Menu

Film star Kathleen Turner teaches masterclass at TheatreVCU

Featured photo

Screen and stage star and director Kathleen Turner visited Virginia Commonwealth University Monday to teach a rare masterclass for Department of Theatre students.

Eight students were chosen to perform monologues for the actress, who said she advocates practical acting, which means “shut up and do it.”

“It was a lot of nerves and anxiety coming up the last couple of weeks,” said Mikayla Bartholomew, who performed a monologue from “pen/man/ship” by Christina Anderson. “And then I was like, ‘You know what? Just go up there and do it. She’s here to see and work with you, she's not going to be like, ‘You suck. You’re terrible.’ She's going to give you things to work with,’ and that’s what I was looking for.”

Turner graciously took the time to come to Richmond from Washington, D.C., where she is starring in “The Year of Magical Thinking” at Arena Stage, according to David Leong, a professor at VCU who worked with Turner on a production of “Mother Courage” a few years ago.

“I’m talking a lot these days,” Turner said. “Eight shows a week at an hour 45 is a lot. I usually don’t ever touch a mic, but I’m going to today because I’m supposed to be on vocal rest.”

After one monologue, Turner asked the class if they had been taught to focus on the “netherlands” and in-between space and never at anyone’s eyes, to which the class immediately nodded.

“I hate that,” she said. “We’re all here. Use us. Don’t pretend we’re not here.”

Looking directly at Turner gave Tyler Fauntleroy instant feedback from her facial expressions.

“That kind of fueled me for the rest of the piece,” he said. Fauntleroy performed a monologue from “The Brothers Size” by Tarell Alvin McCraney — something he hasn’t worked on since his sophomore year.

“Really I had forgotten about it because it had been so long since I had done it, but it’s my favorite,” he said. “It’s something that I feel free-est doing. I have the most fun doing it.

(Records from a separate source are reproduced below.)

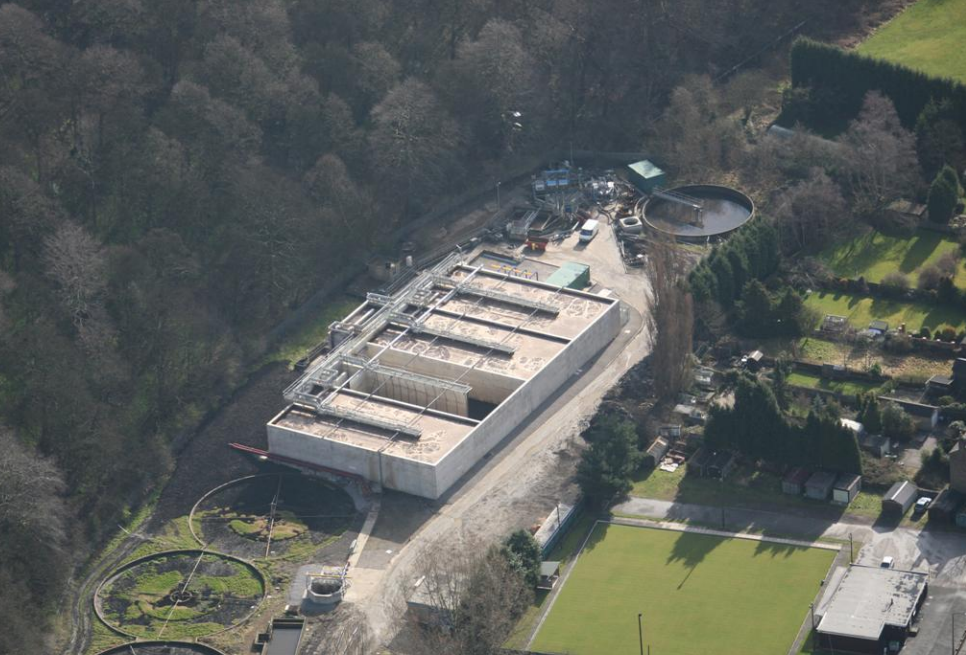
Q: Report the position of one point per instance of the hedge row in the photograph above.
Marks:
(844, 77)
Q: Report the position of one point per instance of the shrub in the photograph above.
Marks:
(929, 278)
(948, 264)
(895, 281)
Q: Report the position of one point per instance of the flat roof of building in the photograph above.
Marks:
(464, 318)
(438, 434)
(531, 353)
(867, 599)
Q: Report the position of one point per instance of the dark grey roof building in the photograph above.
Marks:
(865, 608)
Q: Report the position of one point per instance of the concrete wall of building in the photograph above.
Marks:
(413, 477)
(523, 402)
(412, 392)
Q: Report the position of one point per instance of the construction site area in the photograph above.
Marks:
(456, 390)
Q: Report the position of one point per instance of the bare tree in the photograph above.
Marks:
(414, 142)
(672, 319)
(74, 261)
(811, 212)
(879, 157)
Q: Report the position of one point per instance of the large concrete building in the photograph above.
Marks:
(419, 386)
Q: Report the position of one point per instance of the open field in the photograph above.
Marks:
(928, 36)
(861, 311)
(849, 387)
(698, 594)
(745, 488)
(874, 255)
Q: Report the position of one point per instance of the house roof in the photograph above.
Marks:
(867, 599)
(847, 481)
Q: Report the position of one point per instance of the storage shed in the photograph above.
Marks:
(819, 486)
(549, 574)
(571, 275)
(794, 482)
(865, 609)
(846, 488)
(646, 176)
(657, 451)
(899, 498)
(944, 507)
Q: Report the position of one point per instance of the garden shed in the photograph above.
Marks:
(846, 488)
(794, 482)
(899, 498)
(657, 451)
(819, 486)
(646, 176)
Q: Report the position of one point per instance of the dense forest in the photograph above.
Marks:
(176, 175)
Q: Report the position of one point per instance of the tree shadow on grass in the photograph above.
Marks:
(691, 549)
(923, 246)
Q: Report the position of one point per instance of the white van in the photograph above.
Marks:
(589, 230)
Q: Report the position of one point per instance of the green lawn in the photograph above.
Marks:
(861, 311)
(814, 381)
(874, 255)
(698, 594)
(928, 36)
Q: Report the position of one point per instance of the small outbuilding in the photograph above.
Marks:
(794, 482)
(549, 574)
(846, 488)
(875, 444)
(865, 609)
(899, 498)
(819, 485)
(646, 176)
(940, 385)
(657, 451)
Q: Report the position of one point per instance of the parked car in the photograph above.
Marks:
(589, 230)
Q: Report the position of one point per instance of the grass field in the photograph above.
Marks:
(928, 36)
(698, 594)
(874, 255)
(813, 381)
(861, 311)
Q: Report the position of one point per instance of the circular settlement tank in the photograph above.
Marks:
(722, 211)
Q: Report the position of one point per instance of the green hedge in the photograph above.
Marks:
(840, 79)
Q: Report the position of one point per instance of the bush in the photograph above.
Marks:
(930, 277)
(895, 281)
(948, 264)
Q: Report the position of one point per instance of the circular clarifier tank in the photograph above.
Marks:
(698, 211)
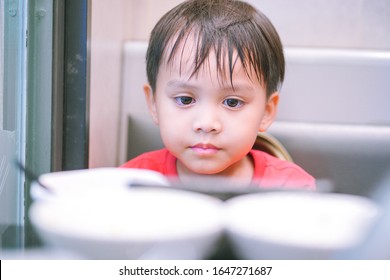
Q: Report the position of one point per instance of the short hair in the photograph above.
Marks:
(225, 26)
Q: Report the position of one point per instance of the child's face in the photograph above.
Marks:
(205, 124)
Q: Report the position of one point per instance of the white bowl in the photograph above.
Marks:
(298, 225)
(83, 182)
(128, 223)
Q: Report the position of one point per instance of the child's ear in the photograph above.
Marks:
(271, 108)
(151, 102)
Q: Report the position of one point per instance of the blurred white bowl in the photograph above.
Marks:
(125, 223)
(82, 182)
(298, 225)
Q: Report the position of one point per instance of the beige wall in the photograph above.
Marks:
(362, 24)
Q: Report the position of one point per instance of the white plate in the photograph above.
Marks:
(140, 223)
(298, 225)
(83, 182)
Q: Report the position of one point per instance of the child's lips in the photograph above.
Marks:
(205, 149)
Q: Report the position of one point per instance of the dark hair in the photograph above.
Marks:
(225, 26)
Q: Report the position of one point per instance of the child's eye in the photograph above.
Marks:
(233, 102)
(184, 100)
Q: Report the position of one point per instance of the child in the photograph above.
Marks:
(214, 68)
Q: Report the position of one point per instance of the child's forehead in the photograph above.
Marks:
(189, 56)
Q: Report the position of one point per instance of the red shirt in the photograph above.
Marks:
(269, 171)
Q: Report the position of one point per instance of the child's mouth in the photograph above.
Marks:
(205, 149)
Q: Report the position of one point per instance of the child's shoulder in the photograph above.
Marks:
(272, 171)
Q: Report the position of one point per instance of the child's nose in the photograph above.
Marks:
(207, 121)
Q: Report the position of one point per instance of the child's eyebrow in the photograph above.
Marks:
(181, 84)
(178, 84)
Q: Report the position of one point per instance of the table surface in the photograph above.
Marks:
(22, 242)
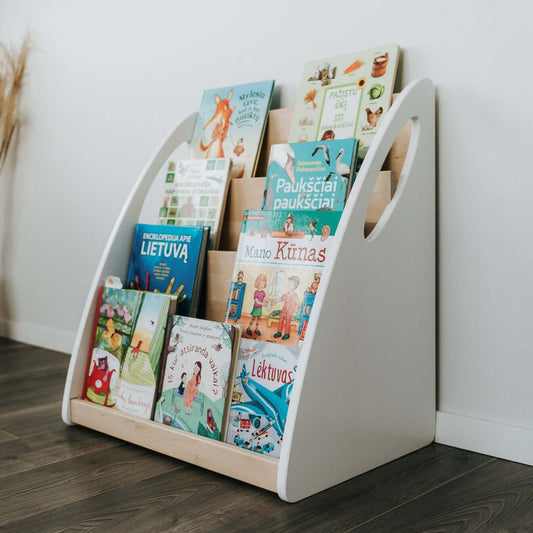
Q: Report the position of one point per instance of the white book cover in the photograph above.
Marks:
(264, 378)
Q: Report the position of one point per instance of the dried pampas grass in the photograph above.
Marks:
(12, 67)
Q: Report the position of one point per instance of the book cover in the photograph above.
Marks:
(264, 379)
(169, 260)
(194, 194)
(126, 350)
(345, 96)
(231, 123)
(310, 176)
(277, 272)
(197, 374)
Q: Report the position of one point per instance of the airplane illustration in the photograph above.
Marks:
(273, 405)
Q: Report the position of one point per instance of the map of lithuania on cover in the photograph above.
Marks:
(197, 376)
(263, 383)
(170, 260)
(231, 123)
(277, 272)
(345, 96)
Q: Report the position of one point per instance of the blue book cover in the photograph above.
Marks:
(231, 123)
(310, 176)
(170, 260)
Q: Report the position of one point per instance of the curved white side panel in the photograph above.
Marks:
(115, 259)
(365, 389)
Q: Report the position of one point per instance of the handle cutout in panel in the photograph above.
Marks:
(387, 183)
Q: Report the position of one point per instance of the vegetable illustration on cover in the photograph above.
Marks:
(310, 176)
(231, 123)
(263, 384)
(345, 96)
(195, 378)
(277, 272)
(126, 351)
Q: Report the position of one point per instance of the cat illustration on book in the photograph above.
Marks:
(100, 378)
(192, 387)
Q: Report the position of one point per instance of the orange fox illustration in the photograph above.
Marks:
(221, 121)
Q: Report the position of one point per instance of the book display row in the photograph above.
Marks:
(153, 355)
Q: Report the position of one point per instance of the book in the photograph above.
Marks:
(310, 176)
(170, 260)
(126, 349)
(197, 375)
(193, 193)
(278, 267)
(345, 96)
(264, 379)
(231, 123)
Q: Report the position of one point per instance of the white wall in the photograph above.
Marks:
(107, 81)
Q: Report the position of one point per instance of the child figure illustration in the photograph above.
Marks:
(181, 388)
(192, 387)
(290, 306)
(257, 309)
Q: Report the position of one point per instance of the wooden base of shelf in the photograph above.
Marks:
(217, 456)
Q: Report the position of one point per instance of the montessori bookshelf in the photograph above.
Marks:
(365, 388)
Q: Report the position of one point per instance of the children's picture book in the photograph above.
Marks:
(310, 176)
(126, 350)
(264, 379)
(193, 194)
(280, 258)
(231, 123)
(345, 96)
(197, 375)
(170, 260)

“When you do a monologue for so long, you get stuck in a pattern, and so we’re breaking those patterns. [Turner] gave me the note to start lower and to be exhausted. I struggled with that because sometimes when I felt myself really trying to slip into the exhaustion, it was not what I was used to, what I was comfortable with. Until finally I just let it go and just really let myself go there.”

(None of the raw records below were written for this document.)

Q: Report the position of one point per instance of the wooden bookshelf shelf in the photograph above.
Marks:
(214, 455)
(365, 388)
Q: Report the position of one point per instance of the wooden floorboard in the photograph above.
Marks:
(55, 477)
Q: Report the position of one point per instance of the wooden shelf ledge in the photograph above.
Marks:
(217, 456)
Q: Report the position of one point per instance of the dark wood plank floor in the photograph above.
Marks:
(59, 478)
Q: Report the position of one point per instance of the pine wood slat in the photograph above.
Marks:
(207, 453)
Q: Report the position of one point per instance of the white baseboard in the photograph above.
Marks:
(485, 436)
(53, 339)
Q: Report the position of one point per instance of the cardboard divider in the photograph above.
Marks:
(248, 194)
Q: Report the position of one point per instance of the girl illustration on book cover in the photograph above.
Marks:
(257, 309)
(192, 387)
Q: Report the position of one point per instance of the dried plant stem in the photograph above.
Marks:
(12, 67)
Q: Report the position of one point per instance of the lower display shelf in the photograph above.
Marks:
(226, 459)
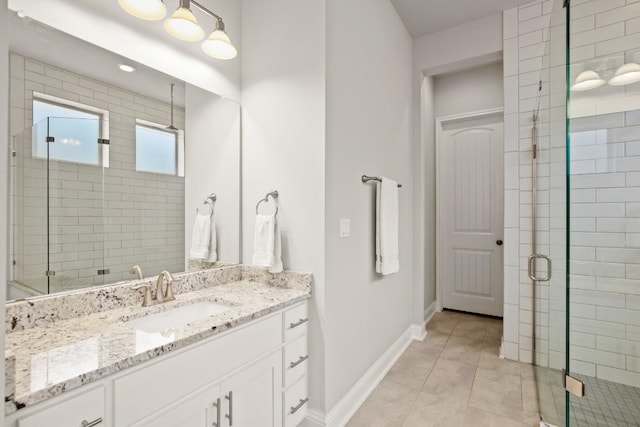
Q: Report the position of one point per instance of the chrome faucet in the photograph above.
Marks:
(167, 294)
(161, 295)
(137, 271)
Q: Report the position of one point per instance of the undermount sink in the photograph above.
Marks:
(177, 316)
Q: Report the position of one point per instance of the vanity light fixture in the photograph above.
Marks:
(626, 74)
(218, 44)
(587, 80)
(127, 68)
(183, 24)
(149, 10)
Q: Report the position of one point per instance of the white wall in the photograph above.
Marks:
(4, 173)
(90, 21)
(470, 90)
(212, 165)
(472, 44)
(283, 126)
(368, 132)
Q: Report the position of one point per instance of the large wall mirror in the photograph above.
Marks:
(111, 167)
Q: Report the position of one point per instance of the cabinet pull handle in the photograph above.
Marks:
(298, 323)
(299, 361)
(296, 408)
(218, 406)
(229, 397)
(93, 423)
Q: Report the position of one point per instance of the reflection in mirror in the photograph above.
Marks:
(109, 167)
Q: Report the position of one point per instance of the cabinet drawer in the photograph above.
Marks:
(88, 407)
(295, 358)
(295, 322)
(295, 403)
(179, 375)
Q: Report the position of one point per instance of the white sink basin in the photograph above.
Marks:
(177, 317)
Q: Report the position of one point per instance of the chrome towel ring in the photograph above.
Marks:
(274, 195)
(209, 201)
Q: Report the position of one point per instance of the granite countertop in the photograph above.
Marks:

After preparing a monologue for almost two weeks, Matthew Riley switched his piece at the last minute to Ken’s monologue from “Red” by John Logan, which he thought showcased his acting abilities the best.

“It’s direct and it’s dramatic but it’s also funny,” he said. Performing in front of Turner “was nerve-wracking but awesome. It was once in a lifetime.”

Turner additionally asked the students to move more. “When your body is locked, so is your creativity, so is your imagination,” she said.

Bartholomew loved Turner’s pointers, which enabled her to perform her monologue in a way she had never considered before.

“She was like, ‘You are fine the way you are, let’s just add some stuff to your toolbox and see how that goes,’” Bartholomew said.

As she left, Turner imparted one last piece of advice: “Be great.”